Tester and fellow Montana Democratic Sen. Max Baucus sent a letter in early March to the Environmental Protection Agency urging the agency to study contamination levels at the aluminum plant to determine whether a Superfund declaration is warranted.
The letter called on the EPA to “assure that contamination is assessed and remediated and that future leaks of cyanide, zinc, polynuclear aromatic hydrocarbons are contained,” and specifically asked the agency to look into the risks posed by solvent landfills and percolation ponds.
The senators say a Superfund designation would create jobs through hazardous material cleanup and open the doors to potential new businesses to locate at the site in the future, if the plant doesn’t reopen for aluminum production. The plant’s owner, Glencore, closed down the facility in October 2009, citing aluminum market conditions and electricity prices.
Tester reiterated his stance that reopening the plant as an aluminum producer would be the best option, but he is skeptical after three-plus years of unsuccessfully trying to negotiate a power contract with Bonneville Power Administration and Glencore. The senator said Glencore hasn’t given him reason to believe negotiations will come to fruition.
“At some point, you do feel like you’re getting led down the road,” the senator told the crowd assembled at Columbia Falls City Hall, adding that the EPA study would help decide options other than continuing to go “down this road of false hope.”
Columbia Falls Mayor Don Barnhart and Freedom Bank President Don Bennett expressed similar frustration with Glencore. Bennett, in his role on the board of Flathead County Economic Development Authority, said he had an unfavorable experience with Glencore when the group was looking to purchase the property for an industrial park.
Bennett said the economic development authority paid for a property appraisal, offered full price and then additional incentives, but eventually Glencore quit returning phone calls. Now the group is moving forward with plans to establish an industrial park in Kalispell.
Bennett thinks it’s time to study contamination at the plant and said that mitigation could occur even if the plant is reopened.
“We need to do something – the sooner the better,” he said.
But Haley Beaudry, CFAC’s longtime spokesman, warned about the repercussions of an EPA declaration. Beaudry, who’s from Butte and has seen the impact of the Berkeley Pit Superfund designation, said it would be difficult to reopen the CFAC plant once it’s declared a Superfund site because of restrictions on operating.
Beaudry is holding out hope for the facility to reopen. He mentioned a 10-year power contract that Alcoa signed with BPA in December for its aluminum smelter in Washington.
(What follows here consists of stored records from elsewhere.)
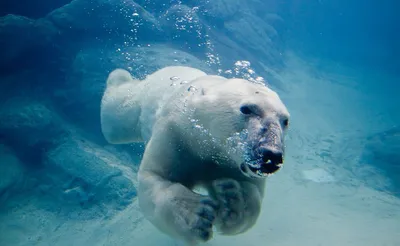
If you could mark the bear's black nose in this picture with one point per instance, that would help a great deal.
(272, 156)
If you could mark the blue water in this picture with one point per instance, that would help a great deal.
(334, 64)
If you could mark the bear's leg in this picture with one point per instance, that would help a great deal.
(239, 205)
(176, 210)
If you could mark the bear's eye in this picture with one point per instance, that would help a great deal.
(245, 109)
(285, 122)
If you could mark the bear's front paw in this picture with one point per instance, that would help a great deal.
(195, 219)
(229, 194)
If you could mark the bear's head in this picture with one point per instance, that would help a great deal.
(250, 121)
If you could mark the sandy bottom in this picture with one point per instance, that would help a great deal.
(314, 200)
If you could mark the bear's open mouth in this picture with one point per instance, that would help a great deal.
(260, 168)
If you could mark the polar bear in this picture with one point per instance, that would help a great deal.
(224, 135)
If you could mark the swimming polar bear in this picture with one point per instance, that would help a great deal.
(225, 135)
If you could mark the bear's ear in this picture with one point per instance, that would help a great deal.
(118, 77)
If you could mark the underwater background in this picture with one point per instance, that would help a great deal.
(334, 63)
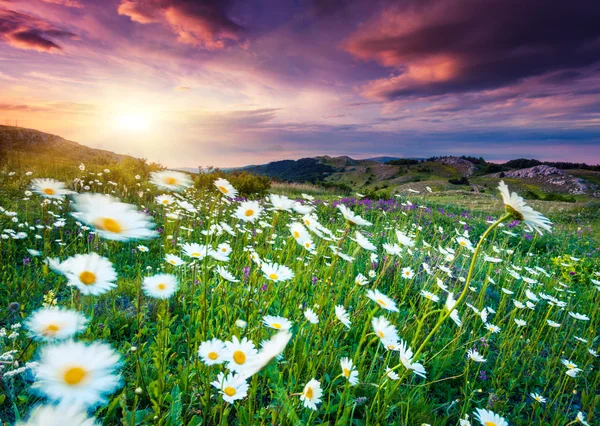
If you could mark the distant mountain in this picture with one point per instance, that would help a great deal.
(302, 170)
(34, 142)
(382, 159)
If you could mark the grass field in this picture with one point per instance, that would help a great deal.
(525, 323)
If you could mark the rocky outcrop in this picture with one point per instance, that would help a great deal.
(31, 141)
(551, 175)
(464, 166)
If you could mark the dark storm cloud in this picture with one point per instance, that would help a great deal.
(463, 45)
(28, 32)
(203, 23)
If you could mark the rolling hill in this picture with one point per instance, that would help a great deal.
(441, 173)
(384, 175)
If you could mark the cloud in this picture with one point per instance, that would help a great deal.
(28, 32)
(67, 3)
(451, 46)
(201, 23)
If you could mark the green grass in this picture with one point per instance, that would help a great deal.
(174, 385)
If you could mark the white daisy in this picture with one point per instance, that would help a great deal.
(76, 373)
(311, 395)
(160, 286)
(311, 316)
(489, 418)
(351, 218)
(342, 315)
(516, 206)
(49, 188)
(276, 272)
(212, 352)
(382, 300)
(364, 242)
(91, 273)
(171, 180)
(281, 202)
(226, 188)
(113, 219)
(226, 275)
(239, 353)
(232, 387)
(348, 371)
(248, 211)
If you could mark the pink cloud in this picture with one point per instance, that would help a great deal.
(28, 32)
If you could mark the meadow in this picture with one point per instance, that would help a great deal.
(187, 305)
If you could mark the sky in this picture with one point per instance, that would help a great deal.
(228, 83)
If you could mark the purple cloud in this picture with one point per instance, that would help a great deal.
(28, 32)
(203, 23)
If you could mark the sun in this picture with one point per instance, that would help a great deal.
(134, 122)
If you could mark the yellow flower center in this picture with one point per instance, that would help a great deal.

But he also acknowledged that aluminum prices are poor and plants are shutting down around the world.
There was also talk at the meeting of equipment being purchased for the CFAC plant and Glencore officials possibly planning to do a walkthrough of the facility.
Some in attendance questioned whether taxpayers would end up footing the bill for Superfund cleanup or if the responsibility will fall on the companies responsible for the pollution. Under the Superfund program, the EPA seeks to identify the parties responsible for the pollution and compel them to pay for the cleanup.